Resolv warns: stop trading USR as forged tokens mix

Resolv Labs has urged users not to trade or buy USR on the secondary market while the incident response and asset recovery are ongoing. On-chain data shows that USR minted illegally by hackers has been mixed and circulated across many addresses together with legitimate USR minted before the attack. Resolv says the forged USR has no redemption rights, and any trading now could expose users to illegal tokens and make later recovery, settlement, and cleanup harder. The team is working with affected protocols to develop solutions and assess possible compensation for harmed holders, but compensation may be constrained if trading of USR continues.
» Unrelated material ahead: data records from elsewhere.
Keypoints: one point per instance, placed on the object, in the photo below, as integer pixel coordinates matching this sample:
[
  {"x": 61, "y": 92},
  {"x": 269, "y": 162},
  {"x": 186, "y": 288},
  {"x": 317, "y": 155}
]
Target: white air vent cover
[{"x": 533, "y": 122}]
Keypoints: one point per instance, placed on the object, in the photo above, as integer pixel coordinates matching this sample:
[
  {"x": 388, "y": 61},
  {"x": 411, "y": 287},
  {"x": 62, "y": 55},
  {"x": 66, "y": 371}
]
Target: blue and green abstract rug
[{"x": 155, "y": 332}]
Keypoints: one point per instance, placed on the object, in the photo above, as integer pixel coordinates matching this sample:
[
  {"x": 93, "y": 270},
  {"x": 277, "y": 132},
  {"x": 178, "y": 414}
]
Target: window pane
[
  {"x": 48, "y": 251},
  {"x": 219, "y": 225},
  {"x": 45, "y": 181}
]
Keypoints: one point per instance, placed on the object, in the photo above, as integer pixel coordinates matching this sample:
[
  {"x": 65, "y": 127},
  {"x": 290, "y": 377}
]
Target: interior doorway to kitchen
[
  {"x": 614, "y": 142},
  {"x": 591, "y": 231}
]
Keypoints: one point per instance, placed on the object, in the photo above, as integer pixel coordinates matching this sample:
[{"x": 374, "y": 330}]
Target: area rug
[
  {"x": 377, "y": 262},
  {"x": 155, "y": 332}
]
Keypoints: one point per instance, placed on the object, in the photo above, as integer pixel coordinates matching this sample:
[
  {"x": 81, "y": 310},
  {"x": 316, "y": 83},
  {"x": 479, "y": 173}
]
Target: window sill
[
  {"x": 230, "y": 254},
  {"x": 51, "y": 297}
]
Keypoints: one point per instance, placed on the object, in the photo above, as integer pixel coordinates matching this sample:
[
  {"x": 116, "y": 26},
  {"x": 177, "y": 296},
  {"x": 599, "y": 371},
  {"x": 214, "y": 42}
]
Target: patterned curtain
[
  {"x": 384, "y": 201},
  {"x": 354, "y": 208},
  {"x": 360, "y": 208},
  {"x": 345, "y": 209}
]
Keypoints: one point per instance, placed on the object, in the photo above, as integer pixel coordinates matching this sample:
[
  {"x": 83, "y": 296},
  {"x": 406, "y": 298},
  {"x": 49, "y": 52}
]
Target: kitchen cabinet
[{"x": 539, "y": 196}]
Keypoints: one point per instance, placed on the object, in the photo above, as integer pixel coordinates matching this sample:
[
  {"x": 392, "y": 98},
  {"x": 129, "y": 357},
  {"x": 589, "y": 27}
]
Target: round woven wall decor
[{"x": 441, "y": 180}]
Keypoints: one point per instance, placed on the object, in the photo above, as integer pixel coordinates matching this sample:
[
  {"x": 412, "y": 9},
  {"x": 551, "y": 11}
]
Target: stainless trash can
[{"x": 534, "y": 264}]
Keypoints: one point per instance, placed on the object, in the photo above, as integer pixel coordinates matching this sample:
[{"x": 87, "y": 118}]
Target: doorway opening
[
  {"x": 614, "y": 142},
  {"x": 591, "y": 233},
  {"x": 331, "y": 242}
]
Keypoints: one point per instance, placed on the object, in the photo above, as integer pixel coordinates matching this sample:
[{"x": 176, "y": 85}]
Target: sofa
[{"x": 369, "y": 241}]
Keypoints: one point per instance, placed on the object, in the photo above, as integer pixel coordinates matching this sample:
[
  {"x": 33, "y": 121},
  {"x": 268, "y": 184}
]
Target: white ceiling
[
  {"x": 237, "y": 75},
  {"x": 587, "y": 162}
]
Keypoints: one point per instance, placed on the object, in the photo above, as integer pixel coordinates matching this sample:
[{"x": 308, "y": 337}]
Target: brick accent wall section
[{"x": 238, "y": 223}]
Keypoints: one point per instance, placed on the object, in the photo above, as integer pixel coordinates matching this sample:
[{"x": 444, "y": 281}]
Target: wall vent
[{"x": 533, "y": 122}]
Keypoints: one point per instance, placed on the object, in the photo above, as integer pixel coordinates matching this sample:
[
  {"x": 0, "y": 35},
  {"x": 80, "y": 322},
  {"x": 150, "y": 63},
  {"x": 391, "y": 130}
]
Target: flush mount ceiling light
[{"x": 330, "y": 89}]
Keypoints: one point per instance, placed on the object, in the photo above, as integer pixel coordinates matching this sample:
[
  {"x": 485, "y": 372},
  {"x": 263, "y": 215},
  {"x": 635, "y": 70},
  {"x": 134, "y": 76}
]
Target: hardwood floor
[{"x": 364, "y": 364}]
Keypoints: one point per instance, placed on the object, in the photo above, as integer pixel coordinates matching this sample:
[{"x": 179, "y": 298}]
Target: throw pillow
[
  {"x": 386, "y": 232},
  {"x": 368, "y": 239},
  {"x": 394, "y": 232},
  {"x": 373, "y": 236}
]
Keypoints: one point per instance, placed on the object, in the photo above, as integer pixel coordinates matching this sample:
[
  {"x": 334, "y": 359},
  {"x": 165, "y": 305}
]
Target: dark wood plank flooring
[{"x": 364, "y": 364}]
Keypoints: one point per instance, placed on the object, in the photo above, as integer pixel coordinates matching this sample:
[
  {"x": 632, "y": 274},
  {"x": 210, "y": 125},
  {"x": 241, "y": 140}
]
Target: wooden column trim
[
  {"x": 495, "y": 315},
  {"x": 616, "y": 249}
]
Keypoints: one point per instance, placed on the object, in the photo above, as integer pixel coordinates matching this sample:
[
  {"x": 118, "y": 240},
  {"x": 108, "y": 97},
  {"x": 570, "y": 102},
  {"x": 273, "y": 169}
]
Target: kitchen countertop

The core takeaway for traders: treat current USR flow as potentially contaminated and avoid new positions until the token status is clarified.
Bearish
This is a direct “asset safety” warning for USR. When a team publicly states that hacked/forged USR is mixed with legitimate USR and has no redemption rights, it usually triggers an immediate liquidity and pricing de-risking cycle: traders reduce exposure, exchanges/market makers may widen spreads, and demand can drop because the market cannot reliably distinguish valid USR from tainted tokens. In the short term, we’d expect higher volatility around USR, potential sell pressure, and cautious behavior from liquidity providers until token-migration/verification guidance is issued. In the longer term, outcomes depend on whether affected protocols successfully implement a clean resolution (burn/removal of forged supply, eligibility checks, and credible compensation). If resolution is slow or compensation is limited—especially under ongoing trading—confidence can remain impaired for weeks. This pattern resembles past token-hack episodes where mixed supply (without redemption) led to price drag until the community established verifiable token status and operational fixes.